Pokazywanie postów oznaczonych etykietą nieuczciwy proces. Pokaż wszystkie posty
Pokazywanie postów oznaczonych etykietą nieuczciwy proces. Pokaż wszystkie posty

czwartek, 11 marca 2021

363. Rola biegłego w nieuczciwym procesie sądowym

363. Rola biegłego w nieuczciwym procesie sądowym

Bardzo proszę o przekazanie 1% swojego podatku na 
Środowiskowy Dom Samopomocy "WENA", 
64-100 Leszno, ul. Starozamkowa 14a.
ŚDS "WENA" - OL  (KRS 0000309320) 

Dowód z opinii biegłego sądowego w postępowaniu przygotowawczym oraz procesie sądowym w sprawach o wykroczenia i wypadki w ruchu drogowym odgrywa kluczową rolę. 

"Opiniowanie wypadków drogowych jest jednym z najtrudniejszych zagadnień, z którymi spotykają się rzeczoznawcy samochodowi i biegli sądowi. Opracowanie takiej opinii wymaga od rzeczoznawcy samochodowego i biegłego sądowego staranności i wnikliwości oraz zastosowania właściwych metod analityczno-obliczeniowych" - Emil Wolski,  Prezes Stowarzyszenia Rzeczoznawców Techniki Samochodowej i Ruchu Drogowego.

Teoretycznie biegłego powołuje się wtedy, gdy okoliczności zdarzenia oraz zeznania jego uczestników lub świadków budzą wątpliwości, a wiedza i doświadczenie sądu nie są wystarczające do ich wyjaśnienia, bowiem wymaga to np. specjalistycznej wiedzy lub badań. Z tego wynika też mała skuteczność właściwego weryfikowania składanych opinii przez sądy, które tej spcjalistycznej wiedzy nie mają.  

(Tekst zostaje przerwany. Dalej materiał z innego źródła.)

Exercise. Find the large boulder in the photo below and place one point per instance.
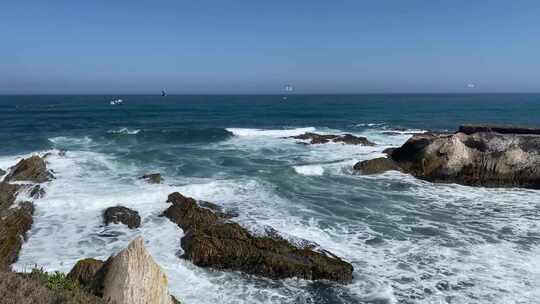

W praktyce biegłych powołuje się także w innych, mniej szczytnych lub wręcz kryminalnych celach, oraz  jako prosty sposób na zarobek i wreszcie jako przykrywkę na brak wiedzy i kompetencji śledczego lub sądu, wtedy gdy ten wymaga od biegłego wskazania winnego, co nie należy do jego kompetencji.  

Na domiar złego tzw. konstytucyjna równość wobec prawa będących w sporze stron ma miejsce, przynajmniej teoretycznie, dopiero w postępowaniu zwyczajnym. 

Pod pretekstem "dobra śledztwa" obwiniony nie ma wglądu ani w dokumenty ani w treść opinii powołanych na etapie śledztwa biegłych. 

Podobnie jest w wyrokowaniu w trybie nakazowym opartym tylko i wyłącznie na subiektywnej ocenie zdarzenia przez oskarżyciela publicznego, którym zwykle jest Policja.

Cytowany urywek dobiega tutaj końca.